Auch in die Richtung der Protestierenden sagte Steinmeier am Donnerstag bei seinem Abschied: "Wir müssen uns bemühen, innerhalb unserer Gesellschaft das Gespräch wieder zustande zu bringen, zu fördern, keine Angst zu haben vor Kontroversen. Deshalb hätte ich mir gewünscht, dass die Vertreter derjenigen, die zu den Spaziergängen aufgebrochen waren, mit am Tisch gesessen hätten. Sie waren eingeladen, doch sie haben sich dem Gespräch verweigert. Stattdessen auf der Straße die eigenen Botschaften zu verbreiten, finde ich nicht besonders mutig - aber wir haben das zu akzeptieren."
"Ortszeit Deutschland" in ältester Stadt Baden-Württembergs
Das Staatsoberhaupt hatte am Dienstag seinen Amtssitz für drei Tage nach Rottweil verlegt. Mit der sogenannten "Ortszeit Deutschland" in der ältesten Stadt Baden-Württembergs wollte Steinmeier nach Stationen in Altenburg (Thüringen) und Quedlinburg (Sachsen-Anhalt) erneut in direkten Austausch mit den Bürgerinnen und Bürgern des Landes kommen.
An seinem ersten Tag in Rottweil hatte Steinmeier unter anderem die Synagoge und den mehr als 200 Meter hohen Aufzug-Testturm des Unternehmens Thyssen-Krupp Elevator besucht. Am Mittwoch ließ sich das Staatsoberhaupt in der Narrenzunft die Eigenheiten der Fasnet erklären und traf Bürgerinnen und Bürger an einer Kaffeetafel.

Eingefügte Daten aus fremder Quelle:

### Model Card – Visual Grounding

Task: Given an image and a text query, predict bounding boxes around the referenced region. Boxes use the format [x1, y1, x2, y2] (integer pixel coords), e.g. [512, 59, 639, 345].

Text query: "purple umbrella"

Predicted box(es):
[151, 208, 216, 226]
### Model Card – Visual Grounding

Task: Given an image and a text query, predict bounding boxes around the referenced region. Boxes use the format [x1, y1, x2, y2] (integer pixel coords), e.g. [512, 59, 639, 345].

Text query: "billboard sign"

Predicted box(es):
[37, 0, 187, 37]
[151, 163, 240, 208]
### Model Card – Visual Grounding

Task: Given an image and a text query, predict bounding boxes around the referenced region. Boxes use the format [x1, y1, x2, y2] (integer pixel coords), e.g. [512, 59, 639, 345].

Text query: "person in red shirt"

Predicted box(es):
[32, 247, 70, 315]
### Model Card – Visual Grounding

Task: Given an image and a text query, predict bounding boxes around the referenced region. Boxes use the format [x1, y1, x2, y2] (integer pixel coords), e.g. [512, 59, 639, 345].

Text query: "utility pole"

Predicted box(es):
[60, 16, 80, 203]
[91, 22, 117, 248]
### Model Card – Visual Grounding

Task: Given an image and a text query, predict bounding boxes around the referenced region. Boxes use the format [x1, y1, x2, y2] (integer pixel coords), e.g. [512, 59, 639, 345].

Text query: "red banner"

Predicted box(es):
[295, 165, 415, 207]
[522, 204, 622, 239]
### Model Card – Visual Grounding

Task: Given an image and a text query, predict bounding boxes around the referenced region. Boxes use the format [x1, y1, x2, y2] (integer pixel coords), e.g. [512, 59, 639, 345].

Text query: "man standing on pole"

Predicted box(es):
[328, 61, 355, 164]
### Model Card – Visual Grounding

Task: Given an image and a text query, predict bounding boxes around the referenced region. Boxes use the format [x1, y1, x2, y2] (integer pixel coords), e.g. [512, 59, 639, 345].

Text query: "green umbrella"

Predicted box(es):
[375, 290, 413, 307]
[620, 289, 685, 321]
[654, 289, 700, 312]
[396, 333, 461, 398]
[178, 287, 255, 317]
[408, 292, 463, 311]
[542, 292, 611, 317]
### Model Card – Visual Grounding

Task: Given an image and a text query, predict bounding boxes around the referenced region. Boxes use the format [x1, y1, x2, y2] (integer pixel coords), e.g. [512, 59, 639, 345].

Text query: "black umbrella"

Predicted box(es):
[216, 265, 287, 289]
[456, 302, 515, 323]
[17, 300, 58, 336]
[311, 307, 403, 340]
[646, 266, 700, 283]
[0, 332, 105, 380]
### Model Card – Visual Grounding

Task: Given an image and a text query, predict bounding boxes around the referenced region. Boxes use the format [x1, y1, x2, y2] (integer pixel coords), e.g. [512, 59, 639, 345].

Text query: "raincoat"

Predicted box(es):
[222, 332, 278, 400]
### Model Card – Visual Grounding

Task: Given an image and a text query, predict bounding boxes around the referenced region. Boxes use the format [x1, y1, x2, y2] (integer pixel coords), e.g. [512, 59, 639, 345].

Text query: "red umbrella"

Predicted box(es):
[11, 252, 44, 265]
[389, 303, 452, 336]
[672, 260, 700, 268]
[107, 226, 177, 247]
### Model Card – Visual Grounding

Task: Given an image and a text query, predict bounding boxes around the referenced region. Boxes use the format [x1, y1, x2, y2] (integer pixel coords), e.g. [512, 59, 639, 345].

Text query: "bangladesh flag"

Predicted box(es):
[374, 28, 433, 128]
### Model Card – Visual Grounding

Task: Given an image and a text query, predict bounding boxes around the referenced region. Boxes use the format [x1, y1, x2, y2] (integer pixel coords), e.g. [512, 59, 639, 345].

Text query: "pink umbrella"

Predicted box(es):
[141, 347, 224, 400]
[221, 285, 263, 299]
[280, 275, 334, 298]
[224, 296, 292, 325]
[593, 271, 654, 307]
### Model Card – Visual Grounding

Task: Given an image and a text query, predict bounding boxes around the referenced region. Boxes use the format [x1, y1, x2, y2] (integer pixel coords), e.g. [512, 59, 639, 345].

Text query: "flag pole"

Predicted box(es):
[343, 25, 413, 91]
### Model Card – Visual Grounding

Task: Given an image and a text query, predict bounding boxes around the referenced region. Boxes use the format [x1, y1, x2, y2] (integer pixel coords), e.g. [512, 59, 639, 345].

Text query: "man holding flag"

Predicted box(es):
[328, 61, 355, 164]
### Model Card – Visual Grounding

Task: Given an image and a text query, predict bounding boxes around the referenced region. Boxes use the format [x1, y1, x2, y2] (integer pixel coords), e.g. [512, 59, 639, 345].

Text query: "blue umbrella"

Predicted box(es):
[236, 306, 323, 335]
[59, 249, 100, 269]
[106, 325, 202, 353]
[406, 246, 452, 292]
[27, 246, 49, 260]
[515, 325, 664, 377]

Überschattet wurde Frank-Walter Steinmeiers Aufenthalt in Rottweil durch die Amokfahrt in Berlin am Mittwochnachmittag. Ein offenbar psychisch gestörter 29-Jähriger aus Berlin war in der Nähe der Gedächtniskirche im Stadtteil Charlottenburg mit einem Kleinwagen in eine Gruppe Passanten gefahren. Eine Lehrerin wurde getötet und 29 Menschen zum Teil schwer verletzt.
Bedauern und Mitgefühl für Opfer und Hinterbliebene der Berliner Amokfahrt
Der Bundespräsident äußerte vor seiner Abfahrt in Rottweil sein Bedauern und Mitgefühl für die Hinterbliebenen und die Opfer dieser Tat. Seine Rückreise nach Berlin trete er nach den vielen positiven Eindrücken in Rottweil deshalb mit gemischten Gefühlen an.